A Note on NH-10 (Hindi; 2015)



There was a fair amount in the NH-10 trailers that I find off-putting about contemporary Bollywood: the utterly (and to me, somewhat alienating) Hollywood cinematic idiom, the sense that the film's audience must share the socio-economic aspirations of the two lead characters, the sort of de-racinated upwardly mobile Indians presented as normal, almost the only "normal" in a milieu where to be "ethnic" is to be associated with violence and deprivation's dark heart. Director Navdeep Singh's film (his second, after the atmospheric Chinatown remake Manorama Six Feet Under) certainly pushes those buttons, but there's much more to the film, making it one of the best (and certainly the most harrowing) Hindi films of the last few months.

First, NH-10 is completely gripping, pervaded by violence that is raw, and completely human-scale.  In fact, most of the film's suspense is tied up with the prospect of such violence being visited on this or that character: it isn't the plot twists that hold us (rule of thumb: if a lead character has spent a lot of effort evading baddies, she isn't going to get caught) so much as the fear and nausea that (yet more) punishment might be in store for Meera (Anushka Sharma) and Arjun (Neil Bhoopalam), the preppie couple from Delhi who find themselves entangled in an ugly situation involving an "honor" killing in rural Haryana.  And it is to Navdeep Singh's credit that NH-10 evokes this atmosphere in a way that never lets the prospect of rape (i.e. the titillation that is all too often inextricable from representations of rape on-screen) distract us from the pain and brutality involved: you won't see goons foisting themselves on the heroine here -- but you will see her and others get viciously beaten, in ways that will stay with you long after the film has ended.

But by film's end, it's clear that Singh is getting at something more than a run-of-the-mill thriller: NH-10's two hours are littered with signs that Meera and Arjun's world shares some of the same codes as that of the Haryanvi village, even as the former cannot pick up on any of the latter's signals (even benign ones).  Looking back one may chuckle at Meera's powerpoint on the "rural consumer" of contraception and the right marketing strategy for him/her -- she is at once spot on and hopelessly naive -- but NH-10 won't allow its viewers the smugness of distance.  Arjun's own patriarchal codes contribute heavily to the mess the couple find themselves in, and he isn't the only one: witness the snide remark from Meera's male colleague about how women find it easier to impress their bosses; and then there's an excellent scene early on in the film when Meera and Arjun are in a Delhi police station to file a complaint about a night-time attack on Meera; the kindly-looking policeman spends most of his time talking to Arjun, and finally asks him how he can allow his wife to go out unaccompanied late at night -- we all know the sort of city this is.  Indeed we do, and Navdeep Singh reminds us that the world of rural Hissar and Rohtak aren't as far away from New India's great urban centers as we might like to imagine. (Conversely, we don't often encounter female characters in action films with as vigorous a sense of agency as Meera -- sadly, even in American cinema this sort of indomitable spirit is typically associated with the likes of the super-heroine goddesses of Kill Bill and Lucy -- and that is reason enough to take notice of co-producer and actress Anushka Sharma here.)

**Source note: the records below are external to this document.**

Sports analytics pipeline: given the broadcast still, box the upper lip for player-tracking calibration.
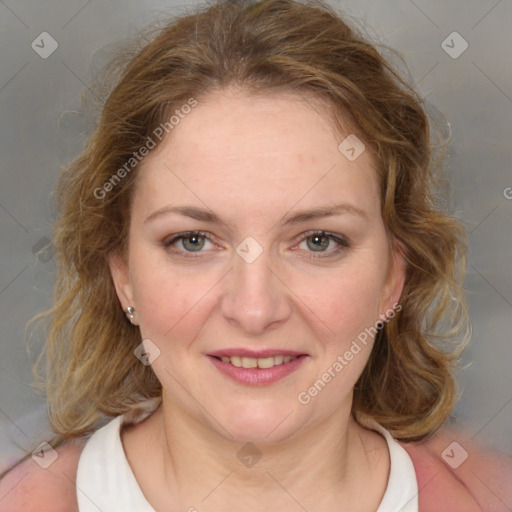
[208,348,306,359]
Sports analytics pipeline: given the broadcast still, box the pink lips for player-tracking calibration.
[208,349,308,386]
[208,348,305,358]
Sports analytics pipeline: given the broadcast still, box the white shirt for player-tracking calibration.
[76,416,418,512]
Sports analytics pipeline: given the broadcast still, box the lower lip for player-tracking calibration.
[208,356,307,386]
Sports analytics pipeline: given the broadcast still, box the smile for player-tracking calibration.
[208,354,309,386]
[215,355,299,368]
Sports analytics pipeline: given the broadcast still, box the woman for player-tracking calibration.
[0,0,509,512]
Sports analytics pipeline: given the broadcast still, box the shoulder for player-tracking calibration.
[0,439,86,512]
[400,427,512,512]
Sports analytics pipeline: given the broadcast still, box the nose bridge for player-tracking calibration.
[222,240,291,334]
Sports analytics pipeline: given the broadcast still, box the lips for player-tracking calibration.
[208,349,307,385]
[214,355,299,369]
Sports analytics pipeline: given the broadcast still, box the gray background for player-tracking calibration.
[0,0,512,471]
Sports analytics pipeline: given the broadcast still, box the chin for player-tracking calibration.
[214,402,297,445]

Mahatma Gandhi's phrase "An eye for an eye makes the whole world blind"  haunts this film (mostly because no-one subscribes to the credo), and as NH-10 narrows its focus onto Meera, we see that she has more than a little in common with the iron sarpanch (played with scene-stealing competence by the unexpected Deepti Naval) who combines in her person great tenderness as well as unspeakable cruelty. "Jo karna tha, so karna tha" is the motto of more than one person here, and the line is no throwaway, embodying the film's darkest insight: that we can inflict great cruelty on others when we feel there is no other choice; more accurately, that cruelty can be just as natural as breathing if it is woven into the texture of our immediate experience so finely that its ideological underpinnings may no longer be seen as anything other than natural.